Spring is in the air! So if you happen to be among those who are planning to start a family sooner than later, the time for credit repair is now. Your creditworthiness is essential to providing a growing family with the security it needs, regardless of your savings account or job security. So, why engage credit repair now?
• Babies cost money. A lot of money. At least $250,000 by age 18, some experts say. While your costs may vary, there’s no denying that adding an addition to your family can be financially taxing from the beginning. Doctor visits, food, clothing, shelter, and childcare are a few basic needs that don’t materialize for free. If your budget is already tight, expect to lose your savings to the impending Baby Project rather quickly. This leaves little room to pay down debt and improve your credit score.

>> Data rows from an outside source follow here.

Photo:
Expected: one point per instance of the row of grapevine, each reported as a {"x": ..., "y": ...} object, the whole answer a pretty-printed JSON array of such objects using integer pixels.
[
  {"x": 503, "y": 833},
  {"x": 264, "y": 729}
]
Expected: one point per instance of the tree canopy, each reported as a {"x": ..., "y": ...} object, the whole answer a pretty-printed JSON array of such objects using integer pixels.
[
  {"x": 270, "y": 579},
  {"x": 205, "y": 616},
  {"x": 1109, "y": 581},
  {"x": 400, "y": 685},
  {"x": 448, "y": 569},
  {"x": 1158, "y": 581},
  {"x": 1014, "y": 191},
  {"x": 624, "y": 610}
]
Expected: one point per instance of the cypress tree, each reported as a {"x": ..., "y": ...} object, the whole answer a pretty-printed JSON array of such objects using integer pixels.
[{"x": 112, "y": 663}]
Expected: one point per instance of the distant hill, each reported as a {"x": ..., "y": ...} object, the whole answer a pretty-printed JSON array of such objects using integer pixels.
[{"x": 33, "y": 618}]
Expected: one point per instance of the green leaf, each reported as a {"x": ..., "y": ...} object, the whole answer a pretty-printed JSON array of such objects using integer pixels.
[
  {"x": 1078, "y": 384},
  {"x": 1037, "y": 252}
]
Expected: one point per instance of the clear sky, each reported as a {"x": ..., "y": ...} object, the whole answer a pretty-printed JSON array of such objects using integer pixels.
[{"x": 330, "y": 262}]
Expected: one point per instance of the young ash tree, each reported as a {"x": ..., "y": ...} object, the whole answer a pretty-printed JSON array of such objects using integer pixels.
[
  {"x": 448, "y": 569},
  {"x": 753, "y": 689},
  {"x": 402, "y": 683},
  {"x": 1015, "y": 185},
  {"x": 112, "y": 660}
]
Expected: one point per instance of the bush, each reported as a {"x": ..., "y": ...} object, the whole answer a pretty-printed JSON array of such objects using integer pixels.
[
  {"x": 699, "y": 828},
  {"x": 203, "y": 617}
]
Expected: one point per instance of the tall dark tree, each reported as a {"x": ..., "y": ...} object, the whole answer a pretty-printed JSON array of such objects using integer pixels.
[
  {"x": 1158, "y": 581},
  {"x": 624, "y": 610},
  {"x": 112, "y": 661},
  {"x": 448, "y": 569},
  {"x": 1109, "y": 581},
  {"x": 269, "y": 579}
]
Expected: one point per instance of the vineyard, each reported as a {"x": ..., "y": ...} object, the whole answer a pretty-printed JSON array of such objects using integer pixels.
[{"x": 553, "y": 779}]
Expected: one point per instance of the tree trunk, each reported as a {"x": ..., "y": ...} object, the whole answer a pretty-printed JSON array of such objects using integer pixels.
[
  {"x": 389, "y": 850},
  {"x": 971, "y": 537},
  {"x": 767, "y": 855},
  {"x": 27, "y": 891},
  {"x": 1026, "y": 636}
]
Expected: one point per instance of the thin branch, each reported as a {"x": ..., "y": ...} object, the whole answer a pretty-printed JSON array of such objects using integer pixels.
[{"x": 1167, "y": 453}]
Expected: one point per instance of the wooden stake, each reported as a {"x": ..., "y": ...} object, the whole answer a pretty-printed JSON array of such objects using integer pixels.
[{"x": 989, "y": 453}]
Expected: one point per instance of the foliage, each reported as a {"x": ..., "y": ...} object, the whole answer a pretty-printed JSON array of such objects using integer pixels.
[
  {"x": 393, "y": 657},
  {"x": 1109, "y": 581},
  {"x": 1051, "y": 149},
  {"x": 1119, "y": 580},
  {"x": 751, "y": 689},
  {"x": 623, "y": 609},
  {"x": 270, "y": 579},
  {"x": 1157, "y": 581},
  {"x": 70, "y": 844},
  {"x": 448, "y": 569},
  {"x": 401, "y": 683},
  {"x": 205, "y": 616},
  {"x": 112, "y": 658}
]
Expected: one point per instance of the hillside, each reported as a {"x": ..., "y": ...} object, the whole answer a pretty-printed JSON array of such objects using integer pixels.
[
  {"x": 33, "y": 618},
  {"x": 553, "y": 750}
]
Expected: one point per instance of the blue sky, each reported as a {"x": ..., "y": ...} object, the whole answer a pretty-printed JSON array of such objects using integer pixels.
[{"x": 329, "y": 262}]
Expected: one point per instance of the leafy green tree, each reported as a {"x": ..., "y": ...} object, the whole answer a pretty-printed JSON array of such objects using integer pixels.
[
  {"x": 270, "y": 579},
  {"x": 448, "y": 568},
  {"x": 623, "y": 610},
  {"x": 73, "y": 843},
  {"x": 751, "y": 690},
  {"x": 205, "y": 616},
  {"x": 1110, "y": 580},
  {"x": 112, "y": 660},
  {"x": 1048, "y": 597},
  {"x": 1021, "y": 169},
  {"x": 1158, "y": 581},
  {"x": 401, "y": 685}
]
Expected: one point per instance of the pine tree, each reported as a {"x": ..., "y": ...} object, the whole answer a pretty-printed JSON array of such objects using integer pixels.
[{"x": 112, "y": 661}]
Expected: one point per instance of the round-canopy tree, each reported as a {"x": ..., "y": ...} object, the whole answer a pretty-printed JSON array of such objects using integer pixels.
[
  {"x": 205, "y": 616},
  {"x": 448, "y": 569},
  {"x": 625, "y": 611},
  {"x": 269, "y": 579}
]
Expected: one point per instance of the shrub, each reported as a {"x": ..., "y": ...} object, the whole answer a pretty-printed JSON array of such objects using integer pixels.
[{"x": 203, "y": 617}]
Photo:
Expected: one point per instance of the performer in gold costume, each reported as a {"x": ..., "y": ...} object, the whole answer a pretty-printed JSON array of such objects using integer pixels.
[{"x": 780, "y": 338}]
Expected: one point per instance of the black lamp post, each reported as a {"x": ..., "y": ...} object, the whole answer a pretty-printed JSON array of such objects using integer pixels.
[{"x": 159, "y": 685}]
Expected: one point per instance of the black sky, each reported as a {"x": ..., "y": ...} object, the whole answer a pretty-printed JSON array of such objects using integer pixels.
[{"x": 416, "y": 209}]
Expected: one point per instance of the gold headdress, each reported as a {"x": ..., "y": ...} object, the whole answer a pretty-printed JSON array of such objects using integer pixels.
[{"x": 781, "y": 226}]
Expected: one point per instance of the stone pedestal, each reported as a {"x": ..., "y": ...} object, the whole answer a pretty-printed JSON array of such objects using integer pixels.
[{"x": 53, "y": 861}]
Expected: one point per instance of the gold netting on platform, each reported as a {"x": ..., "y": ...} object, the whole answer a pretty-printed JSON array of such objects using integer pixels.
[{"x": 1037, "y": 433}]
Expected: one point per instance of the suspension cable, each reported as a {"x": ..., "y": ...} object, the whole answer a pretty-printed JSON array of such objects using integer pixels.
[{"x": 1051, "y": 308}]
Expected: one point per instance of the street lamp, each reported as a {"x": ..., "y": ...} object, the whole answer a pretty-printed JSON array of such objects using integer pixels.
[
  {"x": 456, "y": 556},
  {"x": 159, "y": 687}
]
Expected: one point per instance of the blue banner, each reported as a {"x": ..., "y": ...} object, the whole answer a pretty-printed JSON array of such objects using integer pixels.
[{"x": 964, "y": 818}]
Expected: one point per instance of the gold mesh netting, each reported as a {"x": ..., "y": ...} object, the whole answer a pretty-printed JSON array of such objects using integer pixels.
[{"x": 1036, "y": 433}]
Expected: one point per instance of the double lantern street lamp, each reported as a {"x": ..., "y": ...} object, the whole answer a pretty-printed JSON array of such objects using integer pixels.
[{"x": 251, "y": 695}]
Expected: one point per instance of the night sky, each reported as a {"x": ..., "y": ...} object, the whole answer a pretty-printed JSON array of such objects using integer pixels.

• Families need options. Good credit opens doors, and bad credit shuts them. Consider the following scenario:
Your spouse was recently recruited for a new well-paying position in another state. You are both ecstatic since more money will likely afford a better life. You travel to your new city to look at real estate, but, unfortunately, your bad credit rating eliminates competitive interest rates, so you end up renting a high-priced apartment in the suburbs instead.
Bad credit usually guarantees less options and higher costs, so why not mitigate the problem now? Consider your family’s goals and overall life plan. Can your current credit score help you achieve those goals? If not, it’s time to take a detour to credit repair.
• Their future depends on it. Do you have high hopes for your little Mini-Me? Ivy League schools? Extracurricular activities? Big opportunities often require big investments, ones you cannot provide without adequate planning. Why not work on your credit repair today in order to invest in your children’s futures tomorrow? Handling credit issues now may afford less trouble later and allow you to focus on the important things when it counts.
• Your future depends on it. Planning for a family is exciting, and it’s not uncommon to develop tunnel vision along the way. Look beyond your focus of the moment and consider the big picture. Even if you are able to afford baby costs, a larger home, childcare, etc., what about retirement? You will need an average of 80 percent of your income to cover each post-workforce year. Investing as little as $300 a month could put you on the right track. The next time you lament a tight budget and lack of savings, consider what credit repair can do for you. A higher score may save you thousands, allowing you to enjoy the Golden Years without fear or stress.
Starting a family is a wonderful thing, but don’t let excitement cloud your good judgment. Delve into credit repair as your first act of parenthood. Enjoying your children will be much easier in the long run.